| I have a hosted code-first agent builder platform in production, so I respond these question a lot from our customers. 1. Probably the best is fly.io IMHO. It has a nice balance between running ephemeral containers that can support long running tasks, and quickly booting up to respond to a tool call. [1] 2. If your task is truly long running, (I'm thinking several minutes), probably wise to put trigger [2] or temporal [3] under it. 3. A mix of prompt caching, context shedding, progressive context enrichment [4]. 4. I'm building a platform that can be self-hosted to do a few of the above, so I can't speak to this. But most of my customers do not. 5. To start with, a simple postgres table and pgvector is all you need. But I've recently been delighted with the DX of Upstash vector [5]. They handle the embeddings for you and give you a text-in, text-out experience.

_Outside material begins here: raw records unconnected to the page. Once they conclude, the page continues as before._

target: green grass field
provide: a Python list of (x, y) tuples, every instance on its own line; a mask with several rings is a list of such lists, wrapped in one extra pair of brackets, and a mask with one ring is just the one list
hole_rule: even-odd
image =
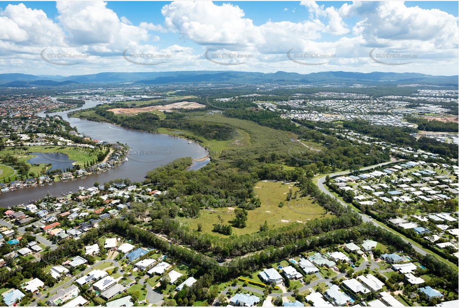
[[(323, 208), (312, 202), (309, 197), (297, 197), (290, 201), (286, 200), (289, 188), (292, 187), (295, 194), (298, 187), (284, 184), (278, 182), (258, 182), (255, 184), (255, 191), (261, 201), (261, 206), (255, 210), (248, 211), (247, 227), (243, 229), (233, 228), (233, 234), (237, 235), (257, 232), (260, 225), (266, 220), (270, 229), (295, 222), (303, 223), (316, 218), (328, 216), (324, 214)], [(281, 202), (285, 205), (279, 207)], [(197, 225), (202, 225), (202, 232), (226, 237), (219, 233), (212, 232), (213, 225), (219, 222), (220, 216), (224, 224), (229, 224), (234, 218), (234, 209), (223, 207), (213, 211), (201, 210), (199, 217), (197, 218), (180, 217), (180, 222), (187, 224), (191, 229), (197, 229)]]
[(0, 164), (0, 178), (7, 178), (14, 174), (14, 169), (8, 166)]
[[(27, 153), (62, 153), (68, 155), (69, 159), (76, 160), (76, 161), (74, 163), (74, 164), (78, 164), (83, 166), (84, 165), (85, 162), (96, 160), (97, 158), (97, 154), (99, 153), (99, 151), (96, 150), (73, 147), (36, 146), (26, 148), (27, 150), (25, 151), (22, 149), (7, 148), (0, 151), (0, 156), (9, 154), (16, 157), (19, 161), (26, 162), (27, 160), (36, 156), (31, 154), (27, 154)], [(52, 164), (52, 160), (50, 160), (50, 162)], [(45, 171), (50, 168), (47, 166), (46, 164), (44, 163), (40, 164), (38, 166), (30, 165), (29, 173), (33, 173), (35, 176), (36, 176), (37, 174), (41, 172), (43, 168), (46, 169)], [(10, 176), (14, 173), (14, 170), (12, 168), (2, 165), (0, 165), (0, 172), (1, 172), (0, 178), (2, 178), (3, 177), (7, 178), (8, 176)], [(11, 178), (11, 180), (13, 179), (12, 178)]]
[(100, 122), (104, 122), (107, 120), (103, 117), (101, 117), (96, 113), (95, 110), (90, 110), (89, 111), (78, 111), (70, 116), (72, 118), (79, 118), (80, 116), (83, 117), (91, 117), (92, 119), (98, 120)]

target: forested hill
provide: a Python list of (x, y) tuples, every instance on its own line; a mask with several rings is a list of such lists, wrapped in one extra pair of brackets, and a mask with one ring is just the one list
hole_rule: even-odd
[(416, 73), (373, 72), (320, 72), (307, 74), (279, 71), (276, 73), (232, 71), (194, 71), (147, 73), (107, 72), (90, 75), (43, 76), (24, 74), (0, 74), (0, 86), (36, 86), (64, 85), (69, 83), (117, 84), (134, 82), (144, 84), (167, 84), (171, 83), (213, 83), (241, 84), (344, 84), (363, 83), (400, 85), (456, 86), (458, 76), (432, 76)]

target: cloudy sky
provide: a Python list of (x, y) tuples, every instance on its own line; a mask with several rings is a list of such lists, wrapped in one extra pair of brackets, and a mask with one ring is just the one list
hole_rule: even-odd
[(458, 1), (0, 1), (0, 73), (458, 74)]

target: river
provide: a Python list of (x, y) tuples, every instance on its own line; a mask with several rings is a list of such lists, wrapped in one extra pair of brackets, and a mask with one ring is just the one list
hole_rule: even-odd
[[(93, 101), (86, 101), (82, 107), (74, 110), (86, 109), (99, 104)], [(57, 182), (52, 185), (45, 185), (29, 187), (0, 194), (0, 207), (7, 207), (21, 203), (26, 203), (41, 199), (48, 193), (53, 196), (60, 196), (68, 191), (76, 192), (78, 187), (92, 187), (95, 182), (103, 184), (117, 178), (129, 178), (133, 182), (142, 182), (147, 171), (163, 165), (178, 158), (191, 156), (198, 159), (207, 153), (203, 147), (194, 142), (190, 143), (183, 138), (160, 134), (153, 134), (116, 126), (113, 124), (95, 122), (67, 116), (69, 111), (63, 111), (50, 116), (59, 115), (68, 121), (72, 127), (76, 127), (79, 133), (89, 136), (94, 140), (114, 143), (117, 142), (131, 147), (127, 161), (108, 171), (87, 176), (86, 178), (68, 182)], [(37, 114), (44, 117), (43, 113)], [(190, 170), (196, 170), (208, 162), (207, 159), (193, 161)]]

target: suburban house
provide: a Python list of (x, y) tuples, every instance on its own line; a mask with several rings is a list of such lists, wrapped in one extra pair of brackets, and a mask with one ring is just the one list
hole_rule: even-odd
[(62, 305), (63, 307), (79, 307), (88, 303), (88, 301), (81, 295), (79, 295), (67, 304)]
[(349, 258), (349, 257), (341, 252), (340, 251), (335, 251), (334, 252), (332, 252), (330, 254), (330, 257), (331, 257), (335, 262), (338, 262), (338, 260), (340, 260), (341, 262), (349, 262), (351, 261), (351, 259)]
[(60, 222), (53, 222), (50, 225), (48, 225), (47, 226), (44, 226), (41, 227), (41, 229), (44, 231), (47, 231), (50, 230), (52, 230), (54, 228), (57, 227), (60, 225)]
[(131, 300), (131, 296), (128, 295), (124, 298), (109, 302), (107, 303), (107, 307), (132, 307), (134, 304)]
[(145, 271), (152, 266), (155, 262), (156, 260), (154, 259), (144, 259), (136, 263), (135, 267), (141, 271)]
[(267, 269), (258, 274), (261, 279), (268, 284), (275, 283), (276, 285), (282, 282), (282, 276), (275, 269)]
[(322, 294), (312, 291), (309, 295), (306, 297), (306, 300), (312, 302), (312, 306), (314, 307), (334, 307), (331, 303), (323, 299)]
[(136, 246), (129, 243), (123, 243), (118, 248), (118, 250), (127, 254), (134, 249)]
[(62, 265), (56, 265), (51, 268), (49, 274), (54, 279), (57, 279), (61, 275), (67, 275), (68, 272), (69, 270)]
[(106, 301), (108, 301), (120, 293), (122, 293), (126, 290), (126, 287), (120, 284), (116, 284), (107, 289), (102, 293), (100, 296)]
[(45, 284), (44, 282), (38, 278), (34, 278), (29, 282), (27, 283), (27, 284), (25, 287), (24, 287), (23, 289), (26, 291), (27, 292), (35, 293), (38, 291), (39, 288), (43, 288), (44, 285)]
[(154, 266), (153, 268), (151, 269), (148, 273), (151, 276), (153, 276), (155, 274), (161, 275), (165, 272), (166, 269), (169, 266), (170, 266), (170, 264), (169, 263), (162, 262)]
[(391, 264), (403, 262), (405, 261), (405, 258), (400, 257), (396, 254), (384, 254), (381, 255), (380, 259), (383, 260), (386, 262)]
[(413, 273), (416, 270), (418, 267), (412, 263), (404, 263), (403, 264), (394, 264), (392, 268), (396, 272), (400, 272), (401, 274)]
[(170, 284), (174, 283), (177, 281), (177, 279), (183, 276), (180, 273), (178, 272), (175, 272), (173, 270), (168, 273), (167, 275), (169, 275), (169, 279), (170, 279), (169, 283)]
[(103, 292), (109, 288), (115, 285), (116, 280), (112, 276), (107, 276), (102, 278), (92, 285), (93, 288), (96, 291)]
[(339, 287), (336, 285), (332, 285), (330, 289), (326, 290), (324, 296), (335, 306), (344, 306), (351, 301), (351, 298), (341, 292)]
[(429, 300), (431, 300), (434, 298), (443, 298), (443, 295), (437, 291), (435, 289), (432, 289), (430, 287), (426, 287), (425, 288), (420, 288), (418, 291), (422, 294), (425, 295)]
[(370, 289), (354, 278), (343, 281), (343, 284), (354, 294), (366, 294), (371, 292)]
[(303, 271), (306, 274), (308, 275), (309, 274), (317, 273), (319, 271), (319, 269), (314, 266), (314, 265), (312, 264), (310, 261), (304, 258), (302, 258), (300, 259), (300, 262), (298, 263), (298, 264), (303, 269)]
[(16, 303), (20, 302), (21, 299), (25, 296), (25, 295), (17, 289), (15, 289), (2, 293), (1, 296), (3, 297), (3, 301), (6, 304), (6, 306), (12, 306)]
[(106, 239), (105, 240), (105, 244), (104, 245), (104, 248), (114, 248), (116, 247), (116, 238), (111, 239)]
[(383, 291), (380, 293), (379, 296), (381, 297), (380, 299), (381, 301), (390, 307), (397, 307), (401, 305), (401, 303), (396, 300), (395, 298), (386, 291)]
[(230, 304), (235, 306), (251, 307), (260, 302), (260, 298), (254, 295), (238, 293), (231, 298)]
[(105, 277), (107, 275), (107, 272), (101, 270), (93, 270), (86, 275), (77, 279), (75, 282), (79, 286), (83, 286), (87, 283), (90, 283), (98, 279)]
[(290, 302), (284, 302), (282, 305), (284, 307), (304, 307), (305, 304), (301, 302), (295, 301), (293, 303)]
[(382, 290), (383, 287), (384, 286), (384, 284), (382, 282), (371, 274), (369, 274), (366, 277), (360, 275), (357, 277), (357, 279), (363, 284), (364, 286), (373, 292), (377, 292)]
[(177, 288), (175, 288), (175, 290), (177, 291), (180, 291), (185, 286), (187, 286), (188, 287), (191, 287), (193, 285), (193, 284), (197, 281), (194, 277), (188, 277), (188, 279), (180, 284)]
[(132, 262), (133, 261), (136, 261), (141, 257), (143, 257), (148, 253), (148, 252), (145, 249), (142, 249), (142, 248), (137, 248), (134, 251), (132, 251), (126, 255), (126, 258), (127, 258), (128, 260)]
[(77, 297), (79, 292), (78, 287), (74, 285), (65, 289), (60, 289), (56, 294), (48, 299), (46, 304), (48, 306), (58, 306)]
[(405, 279), (412, 285), (420, 285), (425, 282), (421, 277), (417, 277), (411, 273), (405, 274)]
[(100, 251), (99, 245), (97, 243), (94, 245), (89, 245), (86, 246), (85, 250), (87, 255), (95, 255), (98, 254)]
[(362, 243), (361, 246), (364, 251), (370, 252), (374, 249), (377, 245), (378, 245), (377, 242), (375, 242), (371, 240), (365, 240), (363, 243)]
[(77, 256), (72, 259), (71, 261), (67, 260), (64, 262), (63, 264), (64, 265), (70, 265), (72, 267), (76, 267), (82, 264), (84, 264), (87, 262), (88, 260), (86, 260), (85, 259), (84, 259), (79, 256)]
[(319, 253), (316, 253), (312, 257), (309, 257), (309, 259), (317, 266), (325, 266), (330, 268), (336, 265), (334, 262), (330, 261)]
[(282, 268), (284, 275), (289, 279), (300, 279), (303, 278), (303, 275), (298, 273), (298, 271), (293, 266), (289, 266)]

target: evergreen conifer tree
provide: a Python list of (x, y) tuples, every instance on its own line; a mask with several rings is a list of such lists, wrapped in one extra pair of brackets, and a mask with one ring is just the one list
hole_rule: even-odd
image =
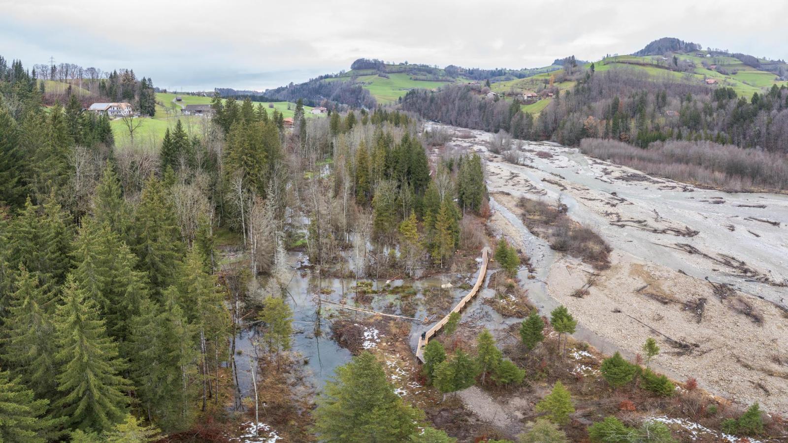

If you want more control, and savings on a higher scale, have heard good things about marqo.ai [6]. Happy to talk more about this at length. (E-mail in the profile) [1] https://fly.io/docs/reference/architecture/ [2] trigger.dev [3] temporal.io [4] https://www.inferable.ai/blog/posts/llm-progressive-context-... [5] https://upstash.com/docs/vector/overall/getstarted [6] https://www.marqo.ai/ |
I actually tried fly.io briefly with Next.js apps and the deployment experience was smooth. Really interesting to hear you're using it for AI workloads too.
For fly.io with AI workloads: Are you using their Machines or Apps? I'm particularly curious about how you're handling cold starts for LLM tasks, since that was one thing I loved about fly.io for regular Next.js deployments - the cold starts were minimal.